I struggle with these texts for Pentecost and the way we have traditionally spoken of them. Often we have celebrated Pentecost, remembering God's gift of the Holy Spirit on that day, as though somehow the Spirit had simply been resting idle in heaven's back stage from the beginning till Pentecost, and then, as a Johnny come lately, showed up that day in Jerusalem. Not so.
And even more so I struggle with the theological implications of adoption language. I do not like it as an image for baptism. That God "adopts us" implies not only that we have become children of God, but also that there was a point when we were not children of God. The image of adoption distinguishes between birth parent and adoptive parent. It opens the door for a profoundly judgmental position that asserts that the baptized, and the baptized alone, are adopted as children of God. It is as though we were created by another, and then subsequently, claimed by God. And for everyone that God claims as his own, via the adoption of baptism, there are many more who simply remain 'unclaimed'. The lost.
I remember Linnea, crying in my office following a funeral sermon that I had just preached. The sermon was offered at the funeral of a young girl who I had baptized in the emergency room following an auto accident. She died shortly thereafter. In the sermon I focused on the promises of God tied to baptism. I thought it was a rich, Gospel based sermon. But Linnea cried. She was filled with deep grief, and to a degree, with anger.
Her second born child died unexpectedly at the age of about two weeks. Not expecting that Randall would die, they had not had him baptized. And their pastor simply said "what a tragedy". The child was lost. (I tend to believe that if ever there were grounds for charging a pastor with 'clergy malpractice, this would be one of them.) If baptism is adoption, then the unbaptized are not. It's a logical position. And it turns the grace of God and the promises of God into laws that condemn.
I don't like that.
In the beginning it was the Spirit of God that moved over the face of the waters, and was present in creation, breathing the breath of life into all of life. If we must speak of a beginning point for the gift of the Holy Spirit, the lets talk of the 'ruach', the wind, the breathe of God, his Spirit, that brings life itself to us. And having received this gift of the Spirit, the very breathe of life, we are born children of God.

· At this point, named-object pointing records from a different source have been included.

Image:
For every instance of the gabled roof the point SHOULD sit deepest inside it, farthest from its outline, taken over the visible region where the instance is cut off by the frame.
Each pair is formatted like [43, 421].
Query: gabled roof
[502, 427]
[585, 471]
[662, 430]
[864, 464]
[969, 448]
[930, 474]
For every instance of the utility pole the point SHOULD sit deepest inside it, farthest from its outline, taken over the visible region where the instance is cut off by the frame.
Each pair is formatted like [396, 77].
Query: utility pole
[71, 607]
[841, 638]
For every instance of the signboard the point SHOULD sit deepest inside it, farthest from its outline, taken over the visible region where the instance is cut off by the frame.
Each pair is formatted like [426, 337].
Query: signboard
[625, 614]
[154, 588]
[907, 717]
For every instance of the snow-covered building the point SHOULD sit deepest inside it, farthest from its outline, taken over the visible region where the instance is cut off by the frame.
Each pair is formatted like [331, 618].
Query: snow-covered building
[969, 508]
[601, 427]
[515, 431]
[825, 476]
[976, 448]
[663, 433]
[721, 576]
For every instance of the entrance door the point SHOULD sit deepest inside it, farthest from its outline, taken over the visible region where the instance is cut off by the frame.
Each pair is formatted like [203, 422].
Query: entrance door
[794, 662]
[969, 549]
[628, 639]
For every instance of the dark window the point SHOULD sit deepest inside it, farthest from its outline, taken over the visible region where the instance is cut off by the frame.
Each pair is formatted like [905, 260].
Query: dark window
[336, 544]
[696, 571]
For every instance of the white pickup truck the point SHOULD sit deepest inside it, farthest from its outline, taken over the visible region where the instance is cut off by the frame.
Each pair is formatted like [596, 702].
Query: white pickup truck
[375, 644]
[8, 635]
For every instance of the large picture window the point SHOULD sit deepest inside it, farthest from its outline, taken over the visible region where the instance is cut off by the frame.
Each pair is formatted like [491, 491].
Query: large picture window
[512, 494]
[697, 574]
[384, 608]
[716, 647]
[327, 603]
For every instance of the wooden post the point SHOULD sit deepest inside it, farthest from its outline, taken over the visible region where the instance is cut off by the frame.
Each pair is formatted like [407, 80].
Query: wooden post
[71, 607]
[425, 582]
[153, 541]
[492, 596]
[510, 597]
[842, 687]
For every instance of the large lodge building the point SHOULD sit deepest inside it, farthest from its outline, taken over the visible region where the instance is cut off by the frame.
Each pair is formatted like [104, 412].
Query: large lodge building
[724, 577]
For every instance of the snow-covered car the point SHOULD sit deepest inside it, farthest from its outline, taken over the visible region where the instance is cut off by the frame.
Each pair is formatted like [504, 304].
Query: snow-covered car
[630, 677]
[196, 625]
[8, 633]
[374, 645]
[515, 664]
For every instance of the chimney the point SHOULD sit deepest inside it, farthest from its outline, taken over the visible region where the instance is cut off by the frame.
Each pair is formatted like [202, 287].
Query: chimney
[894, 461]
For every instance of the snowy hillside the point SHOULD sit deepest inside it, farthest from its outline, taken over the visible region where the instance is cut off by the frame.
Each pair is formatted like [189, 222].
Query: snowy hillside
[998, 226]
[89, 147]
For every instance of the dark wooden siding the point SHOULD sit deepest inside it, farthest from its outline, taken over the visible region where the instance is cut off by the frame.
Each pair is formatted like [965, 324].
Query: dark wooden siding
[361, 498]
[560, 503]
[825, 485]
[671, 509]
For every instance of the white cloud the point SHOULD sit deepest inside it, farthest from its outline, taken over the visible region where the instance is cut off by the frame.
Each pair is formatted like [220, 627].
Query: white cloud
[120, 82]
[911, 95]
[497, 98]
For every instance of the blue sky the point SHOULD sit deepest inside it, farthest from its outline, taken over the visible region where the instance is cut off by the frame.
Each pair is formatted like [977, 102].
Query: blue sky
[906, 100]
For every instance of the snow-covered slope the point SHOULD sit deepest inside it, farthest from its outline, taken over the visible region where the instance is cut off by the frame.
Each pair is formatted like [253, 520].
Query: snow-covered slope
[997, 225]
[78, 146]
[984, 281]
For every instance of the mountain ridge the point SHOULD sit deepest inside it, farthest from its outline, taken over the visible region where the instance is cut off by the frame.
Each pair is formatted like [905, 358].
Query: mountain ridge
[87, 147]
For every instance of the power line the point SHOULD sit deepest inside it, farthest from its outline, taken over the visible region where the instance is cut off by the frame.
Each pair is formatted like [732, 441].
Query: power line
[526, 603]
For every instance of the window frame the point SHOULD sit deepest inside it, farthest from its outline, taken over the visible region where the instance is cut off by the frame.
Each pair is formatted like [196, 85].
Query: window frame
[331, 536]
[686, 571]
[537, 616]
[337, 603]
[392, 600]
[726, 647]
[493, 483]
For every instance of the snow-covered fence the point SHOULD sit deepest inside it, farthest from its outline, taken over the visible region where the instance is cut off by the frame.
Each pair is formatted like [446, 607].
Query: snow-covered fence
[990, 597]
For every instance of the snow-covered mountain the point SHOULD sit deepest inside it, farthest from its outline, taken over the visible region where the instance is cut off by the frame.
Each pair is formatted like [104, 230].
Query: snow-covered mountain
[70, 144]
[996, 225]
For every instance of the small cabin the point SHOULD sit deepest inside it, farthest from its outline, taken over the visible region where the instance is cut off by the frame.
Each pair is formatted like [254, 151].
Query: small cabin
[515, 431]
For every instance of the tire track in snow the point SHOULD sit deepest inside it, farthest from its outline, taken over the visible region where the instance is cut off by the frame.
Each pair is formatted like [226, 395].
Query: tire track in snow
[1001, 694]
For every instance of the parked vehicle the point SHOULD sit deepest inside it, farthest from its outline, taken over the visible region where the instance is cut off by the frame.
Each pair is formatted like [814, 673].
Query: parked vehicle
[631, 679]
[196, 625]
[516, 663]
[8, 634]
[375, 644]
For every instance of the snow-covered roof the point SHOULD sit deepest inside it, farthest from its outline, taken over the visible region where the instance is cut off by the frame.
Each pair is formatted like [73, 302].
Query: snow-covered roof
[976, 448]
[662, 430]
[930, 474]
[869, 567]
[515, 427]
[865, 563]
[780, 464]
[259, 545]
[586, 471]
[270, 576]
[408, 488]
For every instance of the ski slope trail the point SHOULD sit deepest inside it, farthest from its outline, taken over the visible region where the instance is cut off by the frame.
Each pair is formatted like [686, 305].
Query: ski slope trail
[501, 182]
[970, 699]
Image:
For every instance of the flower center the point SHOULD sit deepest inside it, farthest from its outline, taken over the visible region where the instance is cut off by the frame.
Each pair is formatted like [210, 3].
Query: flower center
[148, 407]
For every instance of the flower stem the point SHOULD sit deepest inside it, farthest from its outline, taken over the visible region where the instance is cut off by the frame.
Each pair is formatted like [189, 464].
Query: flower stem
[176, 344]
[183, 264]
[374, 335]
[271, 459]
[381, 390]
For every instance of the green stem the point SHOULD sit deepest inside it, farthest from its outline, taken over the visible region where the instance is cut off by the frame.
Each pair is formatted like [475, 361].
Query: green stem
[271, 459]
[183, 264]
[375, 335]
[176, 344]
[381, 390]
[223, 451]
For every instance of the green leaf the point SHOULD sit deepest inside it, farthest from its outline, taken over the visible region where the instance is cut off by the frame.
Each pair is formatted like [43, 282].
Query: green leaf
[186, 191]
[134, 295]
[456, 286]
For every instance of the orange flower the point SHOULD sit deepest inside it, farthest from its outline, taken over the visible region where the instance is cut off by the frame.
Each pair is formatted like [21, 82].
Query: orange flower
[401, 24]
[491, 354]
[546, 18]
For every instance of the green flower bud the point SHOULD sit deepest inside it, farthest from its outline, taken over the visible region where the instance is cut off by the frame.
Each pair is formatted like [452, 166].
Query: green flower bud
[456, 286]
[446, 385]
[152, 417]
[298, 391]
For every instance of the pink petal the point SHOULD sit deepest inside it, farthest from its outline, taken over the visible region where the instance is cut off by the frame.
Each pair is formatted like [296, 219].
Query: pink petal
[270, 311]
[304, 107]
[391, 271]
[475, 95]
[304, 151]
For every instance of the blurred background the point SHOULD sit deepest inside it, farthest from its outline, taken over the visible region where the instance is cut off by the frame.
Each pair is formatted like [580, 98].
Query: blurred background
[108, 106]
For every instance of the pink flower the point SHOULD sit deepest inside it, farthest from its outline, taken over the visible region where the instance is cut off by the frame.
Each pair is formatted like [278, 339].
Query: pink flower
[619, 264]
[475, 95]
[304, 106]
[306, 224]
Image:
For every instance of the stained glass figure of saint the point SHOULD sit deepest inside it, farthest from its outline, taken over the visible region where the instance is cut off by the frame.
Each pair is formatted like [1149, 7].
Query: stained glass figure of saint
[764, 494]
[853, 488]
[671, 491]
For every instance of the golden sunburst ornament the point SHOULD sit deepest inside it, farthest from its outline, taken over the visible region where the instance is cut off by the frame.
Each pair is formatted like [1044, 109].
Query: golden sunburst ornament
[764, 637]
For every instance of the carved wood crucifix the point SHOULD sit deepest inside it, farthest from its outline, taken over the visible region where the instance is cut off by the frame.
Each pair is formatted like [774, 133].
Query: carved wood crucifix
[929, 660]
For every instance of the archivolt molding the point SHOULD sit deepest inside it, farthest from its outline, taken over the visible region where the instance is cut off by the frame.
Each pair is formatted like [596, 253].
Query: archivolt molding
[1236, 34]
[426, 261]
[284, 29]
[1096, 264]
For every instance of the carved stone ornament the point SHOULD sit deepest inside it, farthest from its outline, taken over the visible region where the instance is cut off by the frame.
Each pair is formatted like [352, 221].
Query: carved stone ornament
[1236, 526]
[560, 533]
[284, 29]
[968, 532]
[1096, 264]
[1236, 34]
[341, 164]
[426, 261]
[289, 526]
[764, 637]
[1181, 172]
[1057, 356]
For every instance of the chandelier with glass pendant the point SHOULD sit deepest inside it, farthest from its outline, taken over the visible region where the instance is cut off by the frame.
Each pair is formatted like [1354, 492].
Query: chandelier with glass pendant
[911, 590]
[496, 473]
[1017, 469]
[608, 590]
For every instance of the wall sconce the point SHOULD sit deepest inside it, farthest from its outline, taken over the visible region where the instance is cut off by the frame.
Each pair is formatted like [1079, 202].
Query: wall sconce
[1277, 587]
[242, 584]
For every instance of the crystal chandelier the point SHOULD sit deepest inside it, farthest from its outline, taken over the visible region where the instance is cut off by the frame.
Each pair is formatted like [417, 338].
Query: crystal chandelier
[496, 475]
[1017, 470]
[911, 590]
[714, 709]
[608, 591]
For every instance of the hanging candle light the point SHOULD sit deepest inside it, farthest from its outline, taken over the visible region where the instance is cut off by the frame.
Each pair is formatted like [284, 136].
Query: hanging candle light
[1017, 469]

One of my seminary professors, a charismatic, was invited to speak at an assembly of charismatic Christians. The requested topic was the Spirit in the Bible. He related that the group was surprised because, rather than focus on Pentecost, the bulk of his study was on Creation.
As the Spirit of God rushed through that place at Pentecost, it was a continuation of the work of the Spirit begun in creation. It is a time to remember that the Spirit of God has been with us from the beginning and remains with us til the end.
And that we are indeed Children of God, because by the power of the Holy Spirit we were created, and filled with the very breathe of God.